Fishing boats have been streaming to West Finnmark in Northern Norway to take part in what’s shaping up as the biggest king crab catch ever. An unusual boom in king crab reproduction has quadrupled the amount of crab pulled out of the Barents Sea so far this year.
“Folks are coming from Lofoten, Troms and Eastern Finnmark to fish,” Håkon Yngve Karlsen of the local receiving station in Repvåg told Norwegian Broadcasting (NRK). “That’s in addition to all the local fishing boats.” Karlsen said that in itself has positive ripple effects on the local economy because of the supplies and maintenance needed by the boats.
All told, the 79 boats arriving with king crab have weighed in with 417 tons so far this year, compared to 102 tons during the same period last year. So much king crab has been delivered to Karlsen’s North Cape King Crab in Repvåg that he’s had to hire five more people to handle it all.

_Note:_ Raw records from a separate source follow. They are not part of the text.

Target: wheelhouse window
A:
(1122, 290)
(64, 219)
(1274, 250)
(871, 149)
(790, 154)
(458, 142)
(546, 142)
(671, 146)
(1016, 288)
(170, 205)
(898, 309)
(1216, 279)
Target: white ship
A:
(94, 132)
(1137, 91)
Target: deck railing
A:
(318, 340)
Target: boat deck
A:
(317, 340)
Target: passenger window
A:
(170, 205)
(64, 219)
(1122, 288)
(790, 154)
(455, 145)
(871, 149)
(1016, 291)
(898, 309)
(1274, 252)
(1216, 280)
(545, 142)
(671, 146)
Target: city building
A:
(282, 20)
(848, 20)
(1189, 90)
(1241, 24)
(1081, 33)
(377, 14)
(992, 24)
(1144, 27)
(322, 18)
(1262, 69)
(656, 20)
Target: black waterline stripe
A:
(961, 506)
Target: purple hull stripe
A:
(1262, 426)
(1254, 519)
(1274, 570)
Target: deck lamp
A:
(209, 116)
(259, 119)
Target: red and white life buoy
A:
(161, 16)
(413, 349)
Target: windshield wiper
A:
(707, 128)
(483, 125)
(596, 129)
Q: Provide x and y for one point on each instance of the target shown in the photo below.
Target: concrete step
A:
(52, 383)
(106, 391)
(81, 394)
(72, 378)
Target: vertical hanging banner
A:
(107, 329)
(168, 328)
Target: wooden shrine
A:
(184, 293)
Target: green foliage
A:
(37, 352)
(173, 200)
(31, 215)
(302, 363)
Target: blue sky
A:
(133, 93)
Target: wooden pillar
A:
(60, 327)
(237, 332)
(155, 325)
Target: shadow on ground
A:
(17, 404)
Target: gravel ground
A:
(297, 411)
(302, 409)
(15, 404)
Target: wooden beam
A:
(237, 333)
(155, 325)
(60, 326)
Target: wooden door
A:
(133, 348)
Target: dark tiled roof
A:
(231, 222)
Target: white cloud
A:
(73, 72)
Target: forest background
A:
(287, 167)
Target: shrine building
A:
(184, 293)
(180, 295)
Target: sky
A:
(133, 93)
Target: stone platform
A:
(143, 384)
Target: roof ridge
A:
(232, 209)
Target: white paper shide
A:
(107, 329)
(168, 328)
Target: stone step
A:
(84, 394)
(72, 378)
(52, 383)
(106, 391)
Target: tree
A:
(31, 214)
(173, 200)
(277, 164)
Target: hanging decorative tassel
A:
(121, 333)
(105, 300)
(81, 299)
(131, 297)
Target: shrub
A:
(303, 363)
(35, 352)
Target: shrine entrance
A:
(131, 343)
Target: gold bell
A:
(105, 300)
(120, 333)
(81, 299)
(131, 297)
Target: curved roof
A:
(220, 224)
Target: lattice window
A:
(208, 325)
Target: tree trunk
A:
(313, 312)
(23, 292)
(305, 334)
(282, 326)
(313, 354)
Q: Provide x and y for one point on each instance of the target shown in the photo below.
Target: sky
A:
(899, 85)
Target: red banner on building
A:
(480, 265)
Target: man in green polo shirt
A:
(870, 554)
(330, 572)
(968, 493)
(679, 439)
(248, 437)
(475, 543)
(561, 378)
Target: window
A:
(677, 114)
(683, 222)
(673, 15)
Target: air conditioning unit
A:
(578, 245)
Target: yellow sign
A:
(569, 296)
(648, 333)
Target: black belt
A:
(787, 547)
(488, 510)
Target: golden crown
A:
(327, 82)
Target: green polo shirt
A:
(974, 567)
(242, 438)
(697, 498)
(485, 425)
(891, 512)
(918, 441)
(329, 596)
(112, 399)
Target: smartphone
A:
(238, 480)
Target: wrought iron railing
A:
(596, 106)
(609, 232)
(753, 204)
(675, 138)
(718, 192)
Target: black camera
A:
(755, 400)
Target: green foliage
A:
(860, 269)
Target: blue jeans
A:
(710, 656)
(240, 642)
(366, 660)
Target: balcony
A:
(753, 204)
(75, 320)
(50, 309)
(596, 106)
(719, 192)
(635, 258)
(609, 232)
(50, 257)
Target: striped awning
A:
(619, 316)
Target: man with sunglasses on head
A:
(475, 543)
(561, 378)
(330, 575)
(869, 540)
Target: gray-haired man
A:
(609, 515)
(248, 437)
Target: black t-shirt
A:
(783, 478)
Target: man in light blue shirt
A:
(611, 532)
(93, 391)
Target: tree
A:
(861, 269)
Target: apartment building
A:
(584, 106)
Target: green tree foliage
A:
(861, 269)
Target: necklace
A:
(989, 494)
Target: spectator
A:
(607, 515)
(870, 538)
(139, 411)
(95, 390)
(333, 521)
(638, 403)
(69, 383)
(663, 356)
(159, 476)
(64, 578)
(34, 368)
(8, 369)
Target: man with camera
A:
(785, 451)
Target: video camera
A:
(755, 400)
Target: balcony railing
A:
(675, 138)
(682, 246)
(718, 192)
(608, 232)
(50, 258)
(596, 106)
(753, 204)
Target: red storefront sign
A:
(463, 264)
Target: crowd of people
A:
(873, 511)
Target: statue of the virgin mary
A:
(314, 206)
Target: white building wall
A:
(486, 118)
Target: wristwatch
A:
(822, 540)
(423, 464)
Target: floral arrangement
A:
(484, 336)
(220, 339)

The king crab is a delicacy and the bounty isn’t driving down prices because of international demand. “The positive thing here is that it gives the fishing industry in Finnmark an opportunity to become more of a full-year supplier to the international market,” Svein Ove Haugland, assistant director of the wholesaling agency Norges Råfisklag, told NRK.
The catch has been valued at NOK 23.3 million so far this year, compared to just NOK 4.5 million last year. Karlsen’s receiving station has seen revenues increase by more than 200 percent.
The king crab boom may not last very long, however. Jan H Sundet, senior researcher for Norway’s Havforskningsinstituttet told NRK that the results of the sharp increase in reproduction will disappear with the catch, probably over the next year. “Then we’ll just have to wait for a new boom year,” Sundet said. He noted that reproduction patterns vary by area, though, “so it can happen that next year another area will enjoy a boom.”